A proposta abrange publicidade institucional, patrocínios, apoios, incentivos, compras de mídia, convênios e outras formas de transferência de recursos públicos.

“Não queremos vincular a imagem do Rio Grande do Sul aos jogos de apostas on-line. São jogos de azar que têm causado enormes prejuízos, especialmente à população mais carente, que, inclusive, tem recorrido aos benefícios sociais para fazer pagamentos em plataformas de bets”, explica o deputado Delegado Zucco.

Zucco alerta para o impacto das apostas sobre o orçamento das famílias. Os brasileiros movimentaram entre R$ 20 bilhões e R$ 30 bilhões por mês em apostas online no primeiro trimestre de 2025. Pesquisa do Ibevar e da FIA Business School, publicada em 2026, também apontou as bets como um dos principais fatores associados ao endividamento das famílias brasileiras.

Outro levantamento mostra que 39,5 milhões de brasileiros apostaram nos 12 meses anteriores à pesquisa, sendo que aproximadamente 7,5 milhões admitiram comprometer parte da renda com jogos de azar.

 

Problema de saúde pública

O projeto relaciona ainda a expansão das apostas aos impactos na saúde pública. Cerca de 1,4 milhão de brasileiros com ludopatia diagnosticada e cerca de 11 milhões apresentando comportamento de risco. Também são mencionados dados sobre o aumento dos atendimentos relacionados ao transtorno do jogo no Sistema Único de Saúde.

 

Dinheiro público e responsabilidade

Para Zucco, a discussão não envolve apenas a regulamentação das bets, mas também a responsabilidade do poder público na utilização dos recursos dos contribuintes.

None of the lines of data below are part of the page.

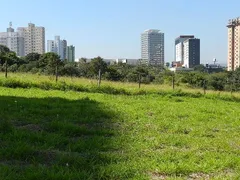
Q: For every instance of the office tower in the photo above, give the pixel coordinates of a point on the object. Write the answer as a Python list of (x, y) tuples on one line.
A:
[(152, 47), (71, 53), (179, 48), (64, 47), (13, 40), (191, 52), (233, 44), (57, 46), (34, 39)]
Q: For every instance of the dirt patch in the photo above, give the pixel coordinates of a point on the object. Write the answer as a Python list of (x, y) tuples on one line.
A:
[(32, 127), (157, 176), (46, 157), (199, 176)]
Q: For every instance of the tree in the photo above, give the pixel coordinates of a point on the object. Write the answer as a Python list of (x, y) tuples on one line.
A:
[(218, 81), (113, 74), (70, 69), (50, 63)]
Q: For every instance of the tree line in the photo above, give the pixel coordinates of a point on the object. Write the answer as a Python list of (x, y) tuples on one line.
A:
[(50, 64)]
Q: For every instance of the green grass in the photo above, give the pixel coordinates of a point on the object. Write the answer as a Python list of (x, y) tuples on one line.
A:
[(84, 135)]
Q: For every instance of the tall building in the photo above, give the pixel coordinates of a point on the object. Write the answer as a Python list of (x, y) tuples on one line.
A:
[(179, 48), (152, 47), (233, 44), (34, 39), (71, 53), (191, 52), (64, 47), (57, 46), (13, 40)]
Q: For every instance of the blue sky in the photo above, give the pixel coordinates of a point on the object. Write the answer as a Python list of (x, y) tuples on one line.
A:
[(112, 28)]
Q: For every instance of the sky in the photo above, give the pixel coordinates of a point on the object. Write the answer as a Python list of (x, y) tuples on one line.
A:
[(112, 28)]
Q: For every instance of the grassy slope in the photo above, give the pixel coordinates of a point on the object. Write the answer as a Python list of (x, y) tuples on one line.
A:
[(69, 135), (90, 84)]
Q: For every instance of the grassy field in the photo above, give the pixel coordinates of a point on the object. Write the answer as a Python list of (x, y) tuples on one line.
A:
[(25, 80), (58, 135)]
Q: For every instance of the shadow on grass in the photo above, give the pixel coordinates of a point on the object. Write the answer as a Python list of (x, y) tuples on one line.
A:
[(55, 138)]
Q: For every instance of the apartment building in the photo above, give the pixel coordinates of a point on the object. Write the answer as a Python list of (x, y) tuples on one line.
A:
[(152, 47), (191, 53), (13, 40), (34, 38)]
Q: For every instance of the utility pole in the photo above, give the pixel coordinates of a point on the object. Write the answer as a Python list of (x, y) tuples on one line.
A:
[(139, 80), (173, 81), (56, 71), (99, 77), (6, 68)]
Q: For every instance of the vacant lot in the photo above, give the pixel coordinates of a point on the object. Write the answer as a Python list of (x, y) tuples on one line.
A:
[(69, 135)]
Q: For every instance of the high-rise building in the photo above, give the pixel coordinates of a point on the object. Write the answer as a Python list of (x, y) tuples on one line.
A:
[(152, 47), (13, 40), (34, 39), (57, 46), (191, 52), (179, 48), (71, 53), (233, 44), (64, 47)]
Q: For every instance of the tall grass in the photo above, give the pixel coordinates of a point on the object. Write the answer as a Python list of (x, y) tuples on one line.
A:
[(24, 80)]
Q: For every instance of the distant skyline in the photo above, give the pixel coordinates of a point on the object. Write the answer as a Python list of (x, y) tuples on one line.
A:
[(112, 29)]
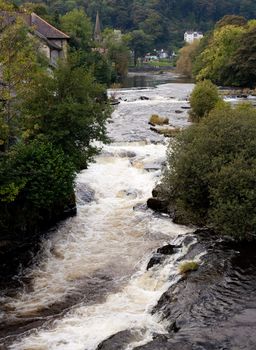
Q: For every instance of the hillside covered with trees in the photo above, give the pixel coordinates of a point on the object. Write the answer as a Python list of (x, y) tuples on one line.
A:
[(164, 21)]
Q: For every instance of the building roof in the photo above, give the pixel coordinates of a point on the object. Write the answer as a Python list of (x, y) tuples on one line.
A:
[(41, 27), (45, 28)]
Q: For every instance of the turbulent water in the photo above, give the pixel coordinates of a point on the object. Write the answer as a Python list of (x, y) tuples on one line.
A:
[(89, 280)]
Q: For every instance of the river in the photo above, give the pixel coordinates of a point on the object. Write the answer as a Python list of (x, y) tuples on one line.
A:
[(90, 286), (89, 280)]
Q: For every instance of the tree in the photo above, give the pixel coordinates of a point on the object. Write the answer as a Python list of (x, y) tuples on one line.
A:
[(186, 58), (212, 170), (36, 186), (20, 62), (203, 99), (140, 43), (69, 110), (218, 55), (242, 69), (76, 24), (117, 50)]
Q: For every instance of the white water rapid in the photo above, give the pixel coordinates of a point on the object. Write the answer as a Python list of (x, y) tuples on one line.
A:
[(94, 265)]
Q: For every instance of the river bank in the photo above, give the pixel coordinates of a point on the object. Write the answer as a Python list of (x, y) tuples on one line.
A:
[(109, 277)]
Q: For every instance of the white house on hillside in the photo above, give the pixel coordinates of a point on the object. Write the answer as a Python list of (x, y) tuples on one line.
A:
[(190, 36)]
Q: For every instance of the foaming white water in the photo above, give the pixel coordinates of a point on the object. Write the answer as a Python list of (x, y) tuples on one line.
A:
[(86, 326), (108, 244)]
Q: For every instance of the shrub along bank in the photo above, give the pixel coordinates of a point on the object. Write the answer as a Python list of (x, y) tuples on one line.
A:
[(211, 174)]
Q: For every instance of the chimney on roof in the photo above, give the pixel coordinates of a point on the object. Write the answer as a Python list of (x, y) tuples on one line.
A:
[(97, 30)]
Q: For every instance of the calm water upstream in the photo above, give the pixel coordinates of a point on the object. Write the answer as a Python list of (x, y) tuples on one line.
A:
[(89, 287), (89, 280)]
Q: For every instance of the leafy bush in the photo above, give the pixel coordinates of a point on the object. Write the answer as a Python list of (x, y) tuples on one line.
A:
[(157, 120), (188, 266), (211, 177), (203, 99), (38, 188)]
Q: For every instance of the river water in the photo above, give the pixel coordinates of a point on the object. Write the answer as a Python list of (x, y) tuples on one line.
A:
[(89, 280)]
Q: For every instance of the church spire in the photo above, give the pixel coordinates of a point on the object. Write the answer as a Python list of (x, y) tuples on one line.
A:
[(97, 30)]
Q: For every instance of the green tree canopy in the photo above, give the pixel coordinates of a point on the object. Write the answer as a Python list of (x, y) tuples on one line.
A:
[(68, 109), (76, 24), (211, 176), (203, 99)]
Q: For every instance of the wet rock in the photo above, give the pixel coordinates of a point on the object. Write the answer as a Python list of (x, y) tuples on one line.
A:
[(85, 193), (144, 98), (118, 341), (155, 260), (140, 207), (128, 193), (153, 166), (157, 191), (137, 164), (157, 204), (167, 249), (126, 154)]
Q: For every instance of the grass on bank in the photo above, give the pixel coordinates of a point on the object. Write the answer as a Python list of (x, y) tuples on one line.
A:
[(188, 266), (157, 120)]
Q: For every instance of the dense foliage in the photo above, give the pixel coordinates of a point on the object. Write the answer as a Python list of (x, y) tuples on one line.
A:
[(212, 172), (164, 20), (203, 99), (226, 56), (49, 122)]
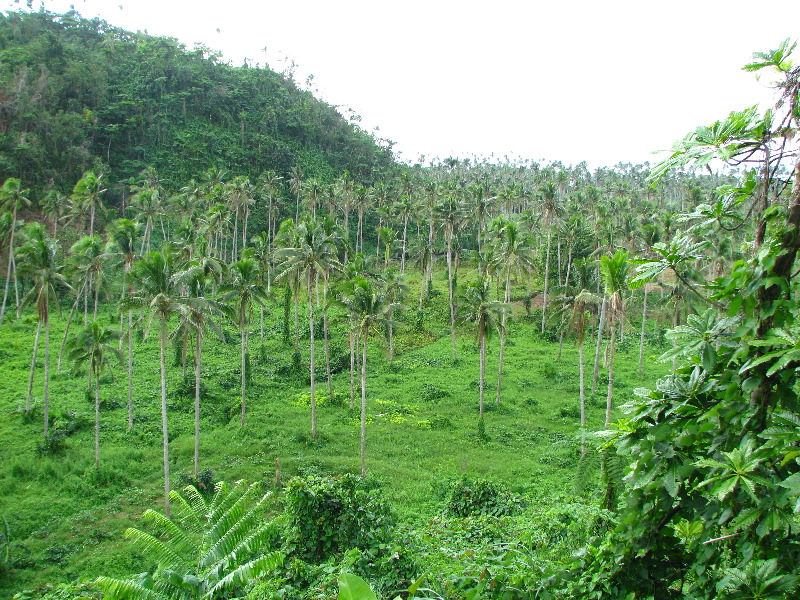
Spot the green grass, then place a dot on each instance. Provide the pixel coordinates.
(67, 519)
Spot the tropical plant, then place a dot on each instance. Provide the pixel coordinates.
(477, 307)
(243, 290)
(93, 346)
(212, 550)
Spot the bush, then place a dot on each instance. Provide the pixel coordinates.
(480, 497)
(328, 515)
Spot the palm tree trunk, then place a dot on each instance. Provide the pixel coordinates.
(130, 370)
(546, 281)
(33, 370)
(96, 378)
(311, 361)
(609, 398)
(481, 369)
(450, 291)
(244, 372)
(364, 406)
(641, 337)
(352, 369)
(502, 341)
(164, 426)
(582, 388)
(197, 364)
(599, 345)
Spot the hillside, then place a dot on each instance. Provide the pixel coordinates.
(79, 94)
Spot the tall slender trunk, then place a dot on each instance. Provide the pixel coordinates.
(450, 292)
(599, 345)
(130, 370)
(609, 398)
(502, 340)
(33, 370)
(11, 265)
(582, 389)
(164, 427)
(244, 370)
(311, 361)
(405, 237)
(96, 377)
(481, 369)
(364, 406)
(66, 329)
(546, 281)
(198, 353)
(352, 339)
(325, 336)
(641, 337)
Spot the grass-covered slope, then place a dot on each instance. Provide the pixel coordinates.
(67, 518)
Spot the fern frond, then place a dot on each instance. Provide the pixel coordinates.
(122, 589)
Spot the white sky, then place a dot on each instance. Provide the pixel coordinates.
(602, 81)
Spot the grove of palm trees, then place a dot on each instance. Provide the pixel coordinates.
(278, 361)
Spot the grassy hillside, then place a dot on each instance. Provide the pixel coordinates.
(67, 518)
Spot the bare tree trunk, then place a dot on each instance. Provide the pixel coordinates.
(197, 365)
(641, 337)
(610, 397)
(364, 407)
(311, 343)
(130, 370)
(599, 345)
(33, 370)
(164, 427)
(96, 378)
(546, 281)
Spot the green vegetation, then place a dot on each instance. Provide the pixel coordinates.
(657, 482)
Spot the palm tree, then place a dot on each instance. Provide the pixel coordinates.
(197, 312)
(243, 290)
(396, 291)
(155, 289)
(450, 213)
(579, 323)
(39, 263)
(614, 271)
(366, 307)
(122, 234)
(93, 345)
(213, 550)
(514, 257)
(477, 307)
(315, 253)
(551, 209)
(12, 198)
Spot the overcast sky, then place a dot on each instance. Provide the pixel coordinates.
(602, 81)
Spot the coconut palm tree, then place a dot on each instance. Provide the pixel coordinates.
(366, 307)
(614, 272)
(157, 292)
(513, 257)
(243, 290)
(12, 198)
(314, 253)
(39, 256)
(93, 346)
(197, 312)
(122, 250)
(212, 550)
(477, 307)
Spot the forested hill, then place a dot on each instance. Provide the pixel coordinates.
(79, 94)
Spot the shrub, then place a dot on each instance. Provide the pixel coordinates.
(328, 515)
(480, 497)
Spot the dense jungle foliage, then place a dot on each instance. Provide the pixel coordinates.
(246, 355)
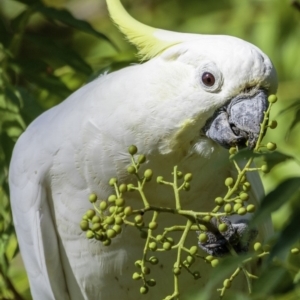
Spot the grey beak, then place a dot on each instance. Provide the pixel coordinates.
(238, 121)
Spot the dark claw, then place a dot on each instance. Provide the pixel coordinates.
(238, 236)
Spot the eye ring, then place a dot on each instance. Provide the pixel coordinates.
(208, 79)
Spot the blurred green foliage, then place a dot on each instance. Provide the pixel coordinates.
(47, 51)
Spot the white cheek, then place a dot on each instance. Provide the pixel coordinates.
(204, 147)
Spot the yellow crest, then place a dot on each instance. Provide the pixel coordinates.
(149, 41)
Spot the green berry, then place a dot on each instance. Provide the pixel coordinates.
(96, 226)
(117, 229)
(188, 177)
(109, 220)
(246, 186)
(120, 202)
(112, 198)
(271, 146)
(295, 251)
(153, 260)
(118, 220)
(229, 181)
(128, 211)
(132, 150)
(111, 233)
(93, 198)
(227, 283)
(123, 188)
(272, 98)
(144, 290)
(214, 262)
(273, 124)
(138, 219)
(232, 150)
(176, 271)
(148, 174)
(131, 170)
(223, 227)
(237, 206)
(167, 246)
(90, 213)
(151, 282)
(257, 247)
(146, 270)
(89, 234)
(228, 208)
(203, 237)
(113, 181)
(193, 250)
(153, 225)
(96, 219)
(190, 259)
(141, 158)
(196, 275)
(107, 242)
(264, 168)
(251, 208)
(159, 179)
(136, 276)
(244, 196)
(219, 201)
(242, 211)
(84, 225)
(103, 205)
(153, 246)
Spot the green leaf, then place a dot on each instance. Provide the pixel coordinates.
(275, 199)
(67, 18)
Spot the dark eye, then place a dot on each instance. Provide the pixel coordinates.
(208, 79)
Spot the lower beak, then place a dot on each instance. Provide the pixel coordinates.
(238, 121)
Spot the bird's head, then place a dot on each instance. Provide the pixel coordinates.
(221, 83)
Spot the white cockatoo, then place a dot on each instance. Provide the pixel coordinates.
(193, 96)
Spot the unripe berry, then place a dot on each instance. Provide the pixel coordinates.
(219, 201)
(90, 213)
(257, 247)
(167, 245)
(103, 205)
(136, 276)
(251, 208)
(131, 170)
(153, 225)
(227, 283)
(128, 211)
(123, 188)
(153, 246)
(93, 198)
(222, 227)
(273, 124)
(242, 211)
(144, 290)
(214, 262)
(229, 181)
(271, 146)
(148, 174)
(188, 177)
(112, 181)
(193, 250)
(141, 158)
(84, 225)
(228, 208)
(132, 149)
(272, 98)
(203, 237)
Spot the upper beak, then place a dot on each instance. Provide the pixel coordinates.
(238, 121)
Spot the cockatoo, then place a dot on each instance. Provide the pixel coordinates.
(193, 96)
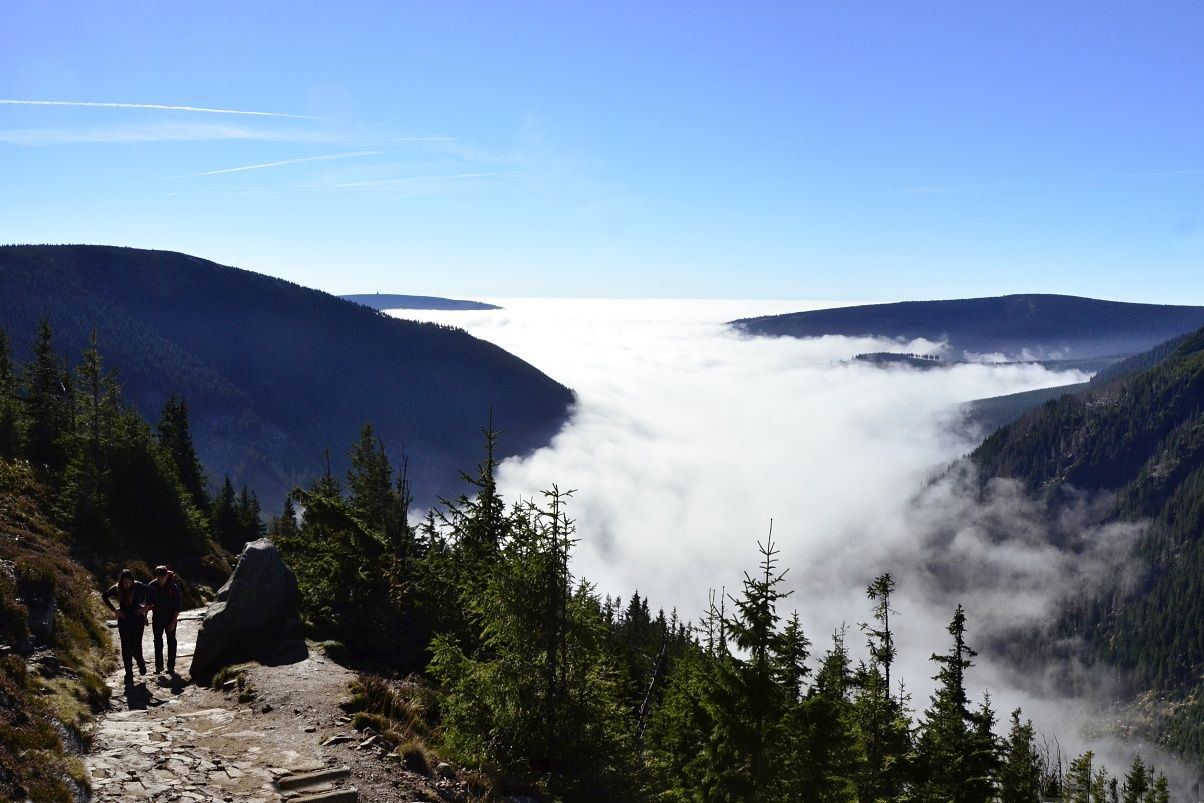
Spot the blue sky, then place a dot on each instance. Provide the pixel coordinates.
(847, 151)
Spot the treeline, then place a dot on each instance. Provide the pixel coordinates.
(122, 489)
(86, 486)
(523, 673)
(275, 372)
(1138, 438)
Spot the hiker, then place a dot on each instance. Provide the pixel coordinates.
(165, 604)
(131, 609)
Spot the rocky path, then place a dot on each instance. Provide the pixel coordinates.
(275, 737)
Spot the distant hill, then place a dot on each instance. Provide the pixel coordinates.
(1037, 326)
(273, 372)
(1135, 438)
(989, 414)
(393, 301)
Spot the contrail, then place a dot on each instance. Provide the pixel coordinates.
(160, 107)
(281, 164)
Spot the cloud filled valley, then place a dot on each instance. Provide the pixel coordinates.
(689, 438)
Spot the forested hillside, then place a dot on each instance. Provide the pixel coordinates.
(1039, 325)
(395, 301)
(1139, 436)
(276, 373)
(87, 486)
(488, 651)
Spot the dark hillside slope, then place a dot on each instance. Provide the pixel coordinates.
(1140, 436)
(273, 372)
(394, 301)
(1043, 325)
(989, 414)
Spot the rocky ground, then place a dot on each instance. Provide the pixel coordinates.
(277, 734)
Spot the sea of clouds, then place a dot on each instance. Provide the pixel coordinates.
(688, 438)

“Não é coerente o Estado estabelecer regras para proteger a população dos efeitos das bets e, ao mesmo tempo, utilizar dinheiro público para financiar quem promove esse tipo de atividade”, afirma Zucco.

O projeto prevê prazo de 90 dias para revisão dos contratos existentes e impede a prorrogação daqueles que estiverem em desacordo com a nova regra. O projeto aguarda tramitação na Assembleia Legislativa.